A survival expert offers preparation tips for calamities—natural and manmade.

1. Assume that a disaster can happen. Don’t assume that it won’t. Survival is 90 percent psychology, so being mentally and emotionally unprepared lowers your survival odds.
2. Try not to panic. You will be scared during a survival scenario, but the act of preparing before an emergency will help you deal more effectively. Spread facts, not fear. Share survival training based upon sound human psychology and physiology from reputable sources.
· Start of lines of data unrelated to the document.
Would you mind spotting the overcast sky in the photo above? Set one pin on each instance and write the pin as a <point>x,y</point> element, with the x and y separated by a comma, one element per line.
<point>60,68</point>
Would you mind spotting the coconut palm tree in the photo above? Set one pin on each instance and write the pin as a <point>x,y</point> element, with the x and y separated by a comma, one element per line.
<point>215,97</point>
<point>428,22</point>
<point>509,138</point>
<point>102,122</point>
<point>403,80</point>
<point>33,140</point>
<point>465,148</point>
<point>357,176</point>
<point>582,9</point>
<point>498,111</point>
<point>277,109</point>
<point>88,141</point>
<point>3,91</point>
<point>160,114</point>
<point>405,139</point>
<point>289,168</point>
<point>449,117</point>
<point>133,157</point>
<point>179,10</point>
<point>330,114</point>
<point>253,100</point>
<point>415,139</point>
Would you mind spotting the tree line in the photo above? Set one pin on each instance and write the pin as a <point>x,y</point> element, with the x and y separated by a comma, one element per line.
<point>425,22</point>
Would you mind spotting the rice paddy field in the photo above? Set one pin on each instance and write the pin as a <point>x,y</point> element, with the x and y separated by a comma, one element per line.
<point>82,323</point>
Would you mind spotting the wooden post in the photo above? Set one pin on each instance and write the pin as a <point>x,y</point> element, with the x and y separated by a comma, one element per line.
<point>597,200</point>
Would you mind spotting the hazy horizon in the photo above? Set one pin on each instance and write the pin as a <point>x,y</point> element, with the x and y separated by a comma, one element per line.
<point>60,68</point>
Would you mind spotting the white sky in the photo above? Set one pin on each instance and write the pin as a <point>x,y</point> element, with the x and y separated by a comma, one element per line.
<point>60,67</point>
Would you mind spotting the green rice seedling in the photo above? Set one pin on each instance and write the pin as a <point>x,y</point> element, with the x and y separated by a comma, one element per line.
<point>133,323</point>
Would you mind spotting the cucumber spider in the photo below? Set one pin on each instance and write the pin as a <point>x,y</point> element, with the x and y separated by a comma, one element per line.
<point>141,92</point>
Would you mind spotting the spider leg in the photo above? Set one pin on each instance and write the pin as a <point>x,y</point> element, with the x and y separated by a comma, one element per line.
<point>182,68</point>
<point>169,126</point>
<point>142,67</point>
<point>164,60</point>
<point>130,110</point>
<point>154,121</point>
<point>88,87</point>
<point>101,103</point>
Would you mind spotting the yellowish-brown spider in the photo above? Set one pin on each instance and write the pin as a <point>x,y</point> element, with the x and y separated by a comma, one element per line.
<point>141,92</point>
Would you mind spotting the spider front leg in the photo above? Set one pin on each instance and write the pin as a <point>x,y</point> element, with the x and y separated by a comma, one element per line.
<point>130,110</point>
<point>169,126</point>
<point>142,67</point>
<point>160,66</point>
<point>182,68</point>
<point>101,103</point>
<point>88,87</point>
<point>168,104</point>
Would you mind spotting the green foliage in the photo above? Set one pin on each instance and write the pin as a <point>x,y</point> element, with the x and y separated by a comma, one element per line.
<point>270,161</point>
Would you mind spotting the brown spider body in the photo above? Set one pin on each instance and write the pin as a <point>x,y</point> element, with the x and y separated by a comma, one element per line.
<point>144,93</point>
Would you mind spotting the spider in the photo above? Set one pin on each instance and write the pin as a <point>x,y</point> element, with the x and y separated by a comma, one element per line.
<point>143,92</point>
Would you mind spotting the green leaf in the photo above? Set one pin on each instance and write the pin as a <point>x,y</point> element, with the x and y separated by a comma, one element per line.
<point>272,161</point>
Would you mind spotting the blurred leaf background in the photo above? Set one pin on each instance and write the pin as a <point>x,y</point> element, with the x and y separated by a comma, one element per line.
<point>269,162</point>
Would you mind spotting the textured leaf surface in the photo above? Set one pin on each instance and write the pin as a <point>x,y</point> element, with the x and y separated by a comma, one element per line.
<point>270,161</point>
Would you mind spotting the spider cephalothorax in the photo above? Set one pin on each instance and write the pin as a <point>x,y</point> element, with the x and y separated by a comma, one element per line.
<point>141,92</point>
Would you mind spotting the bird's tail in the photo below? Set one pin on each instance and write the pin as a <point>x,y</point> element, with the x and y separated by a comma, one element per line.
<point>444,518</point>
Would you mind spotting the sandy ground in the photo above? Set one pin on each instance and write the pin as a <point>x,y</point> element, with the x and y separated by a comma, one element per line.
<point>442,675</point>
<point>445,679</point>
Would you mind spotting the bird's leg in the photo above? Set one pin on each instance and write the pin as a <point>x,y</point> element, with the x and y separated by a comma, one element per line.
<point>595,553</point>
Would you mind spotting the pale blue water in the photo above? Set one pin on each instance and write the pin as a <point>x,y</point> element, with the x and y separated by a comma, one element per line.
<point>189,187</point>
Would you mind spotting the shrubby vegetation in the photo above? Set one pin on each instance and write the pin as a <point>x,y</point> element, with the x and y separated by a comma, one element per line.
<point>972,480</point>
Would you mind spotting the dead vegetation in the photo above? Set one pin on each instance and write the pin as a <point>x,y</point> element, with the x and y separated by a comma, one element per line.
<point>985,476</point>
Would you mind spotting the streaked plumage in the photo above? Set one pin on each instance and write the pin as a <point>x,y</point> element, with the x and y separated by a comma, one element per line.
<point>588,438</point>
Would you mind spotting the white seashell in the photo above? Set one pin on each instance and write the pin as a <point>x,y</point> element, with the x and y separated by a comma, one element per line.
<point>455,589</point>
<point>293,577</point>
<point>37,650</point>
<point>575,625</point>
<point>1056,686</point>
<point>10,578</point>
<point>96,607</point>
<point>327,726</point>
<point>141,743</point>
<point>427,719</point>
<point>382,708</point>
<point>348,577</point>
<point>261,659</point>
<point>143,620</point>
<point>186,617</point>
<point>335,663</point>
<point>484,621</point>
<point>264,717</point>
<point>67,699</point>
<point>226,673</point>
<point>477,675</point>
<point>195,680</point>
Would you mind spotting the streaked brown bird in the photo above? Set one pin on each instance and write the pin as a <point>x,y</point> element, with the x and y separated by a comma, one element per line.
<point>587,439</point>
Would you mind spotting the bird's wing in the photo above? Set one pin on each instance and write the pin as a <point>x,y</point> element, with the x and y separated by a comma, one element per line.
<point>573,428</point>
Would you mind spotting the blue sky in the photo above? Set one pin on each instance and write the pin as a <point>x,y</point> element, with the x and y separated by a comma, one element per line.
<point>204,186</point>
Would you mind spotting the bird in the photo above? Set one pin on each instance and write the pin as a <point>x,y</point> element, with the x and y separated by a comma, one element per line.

3. Know your limits. Unless your family is a group of Special Forces soldiers, they will have specific needs during a disaster. Lack of physical fitness, forgotten medications, mobility challenges, and a host of other variables demand that you custom-create a survival plan for your family.
4. Know how to do more with less. The simple act of tent camping in the outdoors with a family will teach you more in a weekend about what is required to live simply and be happy than reading survival books in the comfort of your living room.
5. Keep it simple. Fancy preparedness plans and survival gear fail under the pressures of a real-life scenario. The less moving parts the better.
6. Prepare for whatever disaster is likely to affect your area. Not every place on the planet has the same needs.
7. Along with your home-based supplies, create a “bug-out” kit(s) for your family, containing mobile emergency supplies should you be forced to evacuate.
8. Act: Physically prepare and act upon your preparedness plan. Talk is cheap. Practice, practice, and practice your preparedness plan; and don’t be afraid to modify it as your needs change.
9. Do the neighborhood thing. Once your family is prepared, get your neighbors on the same page, similar to a neighborhood block watch.
10. When your preparation work is done, rotate certain survival-kit items such as food and medications as they expire, but live your life. Preparedness training that breeds fear and paranoia is counterproductive and the enemy of true, long-term self-reliance.
Lundin is the author of “ When All Hell Breaks Loose: Stuff You Need to Survive When Disaster Strikes ,” and the founder of the Aboriginal Living Skills School in Prescott, Ariz.